Nonlinear stochastic differential games involving a major player and a large number of collectively acting minor agents

TL;DR

This paper analyzes a complex stochastic differential game involving one major player and many minor agents, establishing the existence of saddle points and characterizing their limit behavior as the number of minor agents grows large.

Contribution

It introduces a framework for 2-person zero-sum stochastic differential games with a major player and many minor agents, and characterizes the limit of saddle point controls as the number of minor agents increases.

Findings

Existence of saddle point feedback controls for the game with N minor agents.

Characterization of the limit of saddle point controls as N approaches infinity.

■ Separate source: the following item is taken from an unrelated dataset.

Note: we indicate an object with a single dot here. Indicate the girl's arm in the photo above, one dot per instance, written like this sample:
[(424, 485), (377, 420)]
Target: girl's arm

Convergence of the game’s Hamiltonian to a mean-field limit.

Abstract

The purpose of this paper is to study 2-person zero-sum stochastic differential games, in which one player is a major one and the other player is a group of $N$ minor agents which are collectively playing, statistically identical and have the same cost-functional. The game is studied in a weak formulation; this means in particular, we can study it as a game of the type "feedback control against feedback control". The payoff/cost functional is defined through a controlled backward stochastic differential equation, for which driving coefficient is assumed to satisfy strict concavity-convexity with respect to the control parameters. This ensures the existence of saddle point feedback controls for the game with $N$ minor agents. We study the limit behavior of these saddle point controls and of the associated Hamiltonian, and we characterize the limit of the saddle point controls as the unique saddle point control of the limit mean-field stochastic differential game.